Re: "Publish the policies followed when coining URIs"

Emma, Karen,

Thank you for the careful feedback!

I restored the original text, then reintroduced some changes (as described
below) so that the before-and-after can be compared [1].

[1] http://www.w3.org/2005/Incubator/lld/wiki/index.php?title=Draft_recommendations_page_take2&diff=6181&oldid=6175

On Mon, Sep 05, 2011 at 12:40:10PM +0200, Emmanuelle Bermes wrote:
> vocabulary / ontology (versionning, etc.).
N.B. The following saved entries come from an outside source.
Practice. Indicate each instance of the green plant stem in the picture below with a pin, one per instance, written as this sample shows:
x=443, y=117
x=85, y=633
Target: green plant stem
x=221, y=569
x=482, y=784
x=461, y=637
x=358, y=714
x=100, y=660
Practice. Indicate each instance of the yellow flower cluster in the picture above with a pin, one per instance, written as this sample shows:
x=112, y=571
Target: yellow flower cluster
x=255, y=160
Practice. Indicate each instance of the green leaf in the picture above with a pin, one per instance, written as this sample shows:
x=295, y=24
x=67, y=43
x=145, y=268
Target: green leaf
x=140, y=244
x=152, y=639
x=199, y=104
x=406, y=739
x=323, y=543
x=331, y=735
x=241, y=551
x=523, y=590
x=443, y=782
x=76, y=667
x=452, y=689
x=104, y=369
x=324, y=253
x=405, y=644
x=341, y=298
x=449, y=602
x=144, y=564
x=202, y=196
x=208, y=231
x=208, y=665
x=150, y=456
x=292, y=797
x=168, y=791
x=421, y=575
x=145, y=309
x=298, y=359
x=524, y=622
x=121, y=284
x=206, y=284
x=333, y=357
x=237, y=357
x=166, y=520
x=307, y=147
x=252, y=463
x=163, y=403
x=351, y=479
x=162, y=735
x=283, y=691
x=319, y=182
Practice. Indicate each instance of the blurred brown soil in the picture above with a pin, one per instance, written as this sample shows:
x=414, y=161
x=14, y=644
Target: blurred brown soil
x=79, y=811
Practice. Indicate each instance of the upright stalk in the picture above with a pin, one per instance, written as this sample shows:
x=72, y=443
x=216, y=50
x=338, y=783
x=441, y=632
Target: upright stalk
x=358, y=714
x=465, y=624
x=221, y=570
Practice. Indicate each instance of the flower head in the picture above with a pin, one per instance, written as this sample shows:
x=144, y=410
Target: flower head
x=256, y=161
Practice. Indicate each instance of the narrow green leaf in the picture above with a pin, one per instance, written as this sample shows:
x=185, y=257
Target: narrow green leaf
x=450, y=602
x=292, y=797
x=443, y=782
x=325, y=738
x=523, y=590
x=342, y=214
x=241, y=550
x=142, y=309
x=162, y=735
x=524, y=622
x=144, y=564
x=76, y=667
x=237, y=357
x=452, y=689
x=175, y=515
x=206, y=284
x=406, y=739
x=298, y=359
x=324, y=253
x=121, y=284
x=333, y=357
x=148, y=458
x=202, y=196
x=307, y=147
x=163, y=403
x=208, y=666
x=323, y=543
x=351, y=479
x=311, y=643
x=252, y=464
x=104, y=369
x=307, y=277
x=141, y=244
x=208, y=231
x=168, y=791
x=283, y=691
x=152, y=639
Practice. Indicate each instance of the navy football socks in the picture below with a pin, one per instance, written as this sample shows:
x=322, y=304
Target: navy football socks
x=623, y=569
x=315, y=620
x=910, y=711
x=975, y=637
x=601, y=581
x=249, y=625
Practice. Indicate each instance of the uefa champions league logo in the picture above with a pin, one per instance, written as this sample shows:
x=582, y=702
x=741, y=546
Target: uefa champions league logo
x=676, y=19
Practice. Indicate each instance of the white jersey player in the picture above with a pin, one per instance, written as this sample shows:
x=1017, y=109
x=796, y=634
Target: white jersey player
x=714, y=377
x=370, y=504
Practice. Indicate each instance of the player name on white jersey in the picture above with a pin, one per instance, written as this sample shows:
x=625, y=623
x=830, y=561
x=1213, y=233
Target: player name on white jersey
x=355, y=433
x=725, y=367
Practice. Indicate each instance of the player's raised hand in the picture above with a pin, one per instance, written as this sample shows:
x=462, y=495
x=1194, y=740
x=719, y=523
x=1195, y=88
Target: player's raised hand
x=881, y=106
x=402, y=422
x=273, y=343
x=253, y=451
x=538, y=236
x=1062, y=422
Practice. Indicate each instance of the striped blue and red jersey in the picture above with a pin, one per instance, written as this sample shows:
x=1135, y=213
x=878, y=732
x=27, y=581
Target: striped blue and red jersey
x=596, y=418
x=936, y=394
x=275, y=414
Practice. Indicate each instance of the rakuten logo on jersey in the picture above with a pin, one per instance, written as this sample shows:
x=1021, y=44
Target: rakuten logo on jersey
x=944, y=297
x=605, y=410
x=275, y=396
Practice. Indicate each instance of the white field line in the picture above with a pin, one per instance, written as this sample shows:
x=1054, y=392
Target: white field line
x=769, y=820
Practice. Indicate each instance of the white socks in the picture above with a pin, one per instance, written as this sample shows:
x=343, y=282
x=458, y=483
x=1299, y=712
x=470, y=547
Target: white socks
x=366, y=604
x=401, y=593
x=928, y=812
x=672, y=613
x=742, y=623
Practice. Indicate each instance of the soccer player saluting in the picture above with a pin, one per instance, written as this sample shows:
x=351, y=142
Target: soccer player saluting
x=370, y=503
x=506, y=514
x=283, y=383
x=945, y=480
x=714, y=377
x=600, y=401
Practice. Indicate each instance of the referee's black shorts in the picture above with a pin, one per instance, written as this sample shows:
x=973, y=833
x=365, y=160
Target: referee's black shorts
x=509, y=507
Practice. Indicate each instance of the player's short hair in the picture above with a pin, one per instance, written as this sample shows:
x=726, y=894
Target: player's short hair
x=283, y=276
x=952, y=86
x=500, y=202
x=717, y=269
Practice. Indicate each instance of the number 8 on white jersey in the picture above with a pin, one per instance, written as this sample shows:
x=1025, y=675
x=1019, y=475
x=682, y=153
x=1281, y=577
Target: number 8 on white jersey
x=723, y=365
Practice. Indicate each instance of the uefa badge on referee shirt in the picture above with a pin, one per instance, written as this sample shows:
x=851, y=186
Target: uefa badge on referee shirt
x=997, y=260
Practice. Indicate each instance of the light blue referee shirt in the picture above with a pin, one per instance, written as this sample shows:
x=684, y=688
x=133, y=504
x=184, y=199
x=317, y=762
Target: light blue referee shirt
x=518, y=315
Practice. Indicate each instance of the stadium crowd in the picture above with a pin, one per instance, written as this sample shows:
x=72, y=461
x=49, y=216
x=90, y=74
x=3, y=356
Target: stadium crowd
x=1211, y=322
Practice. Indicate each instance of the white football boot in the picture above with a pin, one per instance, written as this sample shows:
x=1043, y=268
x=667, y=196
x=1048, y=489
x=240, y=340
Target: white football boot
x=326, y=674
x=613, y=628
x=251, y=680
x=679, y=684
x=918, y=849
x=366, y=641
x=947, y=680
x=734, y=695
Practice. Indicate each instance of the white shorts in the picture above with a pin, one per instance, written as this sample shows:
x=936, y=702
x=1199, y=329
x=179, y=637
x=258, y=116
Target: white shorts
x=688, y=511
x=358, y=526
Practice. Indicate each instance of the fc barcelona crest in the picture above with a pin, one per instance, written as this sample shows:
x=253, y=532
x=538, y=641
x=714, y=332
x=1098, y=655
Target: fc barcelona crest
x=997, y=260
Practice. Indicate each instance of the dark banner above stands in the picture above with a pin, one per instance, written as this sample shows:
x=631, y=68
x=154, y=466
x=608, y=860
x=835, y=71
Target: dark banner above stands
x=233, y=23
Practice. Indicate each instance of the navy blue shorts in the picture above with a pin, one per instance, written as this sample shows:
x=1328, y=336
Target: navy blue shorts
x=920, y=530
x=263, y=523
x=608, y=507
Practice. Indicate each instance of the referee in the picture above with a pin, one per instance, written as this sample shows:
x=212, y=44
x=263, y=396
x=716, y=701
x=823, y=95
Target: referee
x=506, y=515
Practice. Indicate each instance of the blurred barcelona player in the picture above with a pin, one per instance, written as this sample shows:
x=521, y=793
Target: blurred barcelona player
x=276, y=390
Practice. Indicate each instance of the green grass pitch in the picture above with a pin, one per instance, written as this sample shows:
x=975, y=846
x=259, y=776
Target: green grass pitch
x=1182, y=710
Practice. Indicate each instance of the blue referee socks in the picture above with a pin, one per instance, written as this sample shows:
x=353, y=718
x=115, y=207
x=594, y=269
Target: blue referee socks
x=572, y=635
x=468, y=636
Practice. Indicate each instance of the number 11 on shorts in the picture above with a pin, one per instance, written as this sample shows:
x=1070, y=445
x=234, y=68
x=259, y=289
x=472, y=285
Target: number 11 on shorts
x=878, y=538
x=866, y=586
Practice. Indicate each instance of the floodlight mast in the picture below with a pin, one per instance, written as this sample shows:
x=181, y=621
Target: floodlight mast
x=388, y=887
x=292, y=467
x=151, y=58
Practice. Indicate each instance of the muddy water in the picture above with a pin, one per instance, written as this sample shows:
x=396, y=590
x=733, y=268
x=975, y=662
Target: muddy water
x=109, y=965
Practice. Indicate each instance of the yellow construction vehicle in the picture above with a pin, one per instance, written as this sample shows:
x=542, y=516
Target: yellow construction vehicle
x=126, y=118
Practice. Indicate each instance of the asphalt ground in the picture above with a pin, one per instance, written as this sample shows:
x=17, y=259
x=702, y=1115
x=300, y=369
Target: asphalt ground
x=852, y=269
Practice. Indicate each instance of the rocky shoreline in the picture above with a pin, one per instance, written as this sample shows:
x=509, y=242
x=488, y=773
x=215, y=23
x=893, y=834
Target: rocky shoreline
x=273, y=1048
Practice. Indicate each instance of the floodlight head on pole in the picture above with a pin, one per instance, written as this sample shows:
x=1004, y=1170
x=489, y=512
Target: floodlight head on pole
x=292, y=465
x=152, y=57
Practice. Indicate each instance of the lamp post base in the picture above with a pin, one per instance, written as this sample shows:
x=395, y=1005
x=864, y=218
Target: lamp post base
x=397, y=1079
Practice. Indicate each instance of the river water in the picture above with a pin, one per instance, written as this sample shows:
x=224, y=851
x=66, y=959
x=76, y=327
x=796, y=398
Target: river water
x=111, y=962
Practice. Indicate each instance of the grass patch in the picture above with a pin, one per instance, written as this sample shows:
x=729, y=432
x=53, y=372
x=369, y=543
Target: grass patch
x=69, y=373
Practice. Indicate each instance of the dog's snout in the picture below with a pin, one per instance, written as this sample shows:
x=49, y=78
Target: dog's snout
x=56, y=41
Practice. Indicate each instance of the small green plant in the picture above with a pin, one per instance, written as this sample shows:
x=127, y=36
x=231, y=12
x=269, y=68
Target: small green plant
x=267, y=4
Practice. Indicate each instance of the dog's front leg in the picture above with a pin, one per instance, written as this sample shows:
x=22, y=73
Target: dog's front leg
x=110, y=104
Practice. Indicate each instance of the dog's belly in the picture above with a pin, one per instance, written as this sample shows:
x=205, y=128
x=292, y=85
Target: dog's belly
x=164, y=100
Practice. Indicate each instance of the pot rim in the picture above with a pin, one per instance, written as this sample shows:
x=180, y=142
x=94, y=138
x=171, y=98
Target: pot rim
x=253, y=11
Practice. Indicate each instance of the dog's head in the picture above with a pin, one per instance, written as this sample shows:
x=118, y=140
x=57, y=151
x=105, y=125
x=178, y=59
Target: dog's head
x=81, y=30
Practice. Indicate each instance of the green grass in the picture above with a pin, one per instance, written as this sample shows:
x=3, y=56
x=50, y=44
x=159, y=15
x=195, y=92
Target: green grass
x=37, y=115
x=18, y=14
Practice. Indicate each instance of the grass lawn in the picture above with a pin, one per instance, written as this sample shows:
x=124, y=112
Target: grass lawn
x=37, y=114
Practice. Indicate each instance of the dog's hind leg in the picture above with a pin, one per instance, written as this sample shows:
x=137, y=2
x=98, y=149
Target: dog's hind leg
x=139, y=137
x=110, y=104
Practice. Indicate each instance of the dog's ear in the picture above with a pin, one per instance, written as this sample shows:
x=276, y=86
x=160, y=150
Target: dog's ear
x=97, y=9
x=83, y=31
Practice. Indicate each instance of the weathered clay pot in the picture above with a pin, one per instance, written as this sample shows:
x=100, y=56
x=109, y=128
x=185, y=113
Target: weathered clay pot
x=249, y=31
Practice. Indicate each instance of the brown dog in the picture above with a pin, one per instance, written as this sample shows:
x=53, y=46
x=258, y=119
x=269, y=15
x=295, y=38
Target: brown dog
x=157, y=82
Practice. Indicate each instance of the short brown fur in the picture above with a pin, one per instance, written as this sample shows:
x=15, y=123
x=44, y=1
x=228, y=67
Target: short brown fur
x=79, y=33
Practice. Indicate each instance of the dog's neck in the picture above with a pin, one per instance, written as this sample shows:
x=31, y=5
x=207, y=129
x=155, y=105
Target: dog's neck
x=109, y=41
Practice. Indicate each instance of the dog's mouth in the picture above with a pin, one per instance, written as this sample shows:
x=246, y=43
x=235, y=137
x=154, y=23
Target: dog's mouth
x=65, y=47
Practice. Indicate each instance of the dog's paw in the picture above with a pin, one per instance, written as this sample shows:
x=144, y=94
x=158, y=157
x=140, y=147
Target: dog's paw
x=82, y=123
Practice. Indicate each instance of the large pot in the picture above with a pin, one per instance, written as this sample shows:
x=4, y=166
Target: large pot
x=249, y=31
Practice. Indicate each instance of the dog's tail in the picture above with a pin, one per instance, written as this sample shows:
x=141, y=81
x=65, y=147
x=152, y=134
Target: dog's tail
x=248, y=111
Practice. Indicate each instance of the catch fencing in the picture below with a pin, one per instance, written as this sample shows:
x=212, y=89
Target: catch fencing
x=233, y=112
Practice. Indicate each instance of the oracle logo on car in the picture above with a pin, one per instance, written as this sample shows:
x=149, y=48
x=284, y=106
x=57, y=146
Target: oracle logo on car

Maybe the "preserving"
> vocabularies is too much in the title here, but we should at least
> keep "managing" - so how about :
> 
> === Develop policies for managing RDF vocabularies and coining URIs ===

+1 - good - or just "RDF vocabularies and their URIs"?

> >>    * Patterns used to coin the URIs, preferably based on best-practice guidelines.
> >>    * Institutional commitments to the persistence of the URIs.
> 
> +1 for these edits, actually making things clearer

Okay.

> >>    * The use of "HTTP" URIs, which invoke the Hypertext Transfer Protocol supported
> >>      universally by Web browsers, and their resolution to any Web pages or RDF schemas
> >>      which document the meaning of the URIs.
> 
> +1, I like the new wording

Okay.

Remaining problems, in my opinion:

> >>    * Version policy for the resources identified by the URIs.
> 
> lost version policy for the namespace itself

The problem here, as I see it, is that the text refers both to "vocabulary" and
to "namespace" -- the latter sometimes as a synonym for "vocabulary" and
sometimes for a URI -- i.e., the base URI used to "derive" the URIs (as in:
"policies for the namespaces used to derive those URIs").

If "namespace" is being used to refer to a URI, it does not make sense to talk
about "versioning" the namespace, because a URI is not versioned.  (A URI may
contain "versioning information", though that is not best practice for RDF
vocabularies, but even then, a URI with new versioning information is not a
"version" of an older URI - it is simply a new URI.)

I think the ambiguity can be resolved by replacing "namespace" with 
"vocabulary" in:

    BEFORE> Version control for individual URIs and the namespace itself.
    AFTER>  Version control for a vocabulary and its terms.

and also in:

    BEFORE> Extensibility of use of the namespace by smaller organizations.
    AFTER>  Extensibility of the vocabulary by other organizations.  (*PROPOSED*)

However, I agree with Emma when she says it is unclear what is meant
in this sentence:

Emma> "* Extensibility of use of the namespace by smaller organizations."
Emma> I'm not sure what was meant here, but feel uncomfortable with removing
Emma> it altogether.

The sentence seems to be saying that the base URI for a vocabulary might be
used by "smaller organizations" (why "smaller"?) to coin URIs for (their own?)
terms, and that this use is "extensible".  If so, I don't quite get it.

If the point were "extensibility of the vocabulary by other organizations", I
can at least think of scenarios that would fit (e.g., AGROVOC extended by
editorial teams in India and China).  Or even: "Use of the namespace by other
organizations" (for when the AGROVOC team in India adds a new URI using the
AGROVOC namespace).
    
> >> --  Removed reference to "Good practice guidelines and recipes for constructing
> >>    ontologies and structured vocabularies." -- out of place here.
> 
> Not sure it's irrelevant : best practices would be needed when we're
> talking about providing URIs for a vocabulary which wasn't primarily
> designed for the Semantic Web (e.g. RDA)

I do not think the point it irrelevant; it just seems out of place in a
paragraph that focuses on managing RDF vocabularies and URIs.  Maybe it could
be turned into a full sentence and added to the end of the point on "Develop
library data standards that are compatible with Linked Data" [2].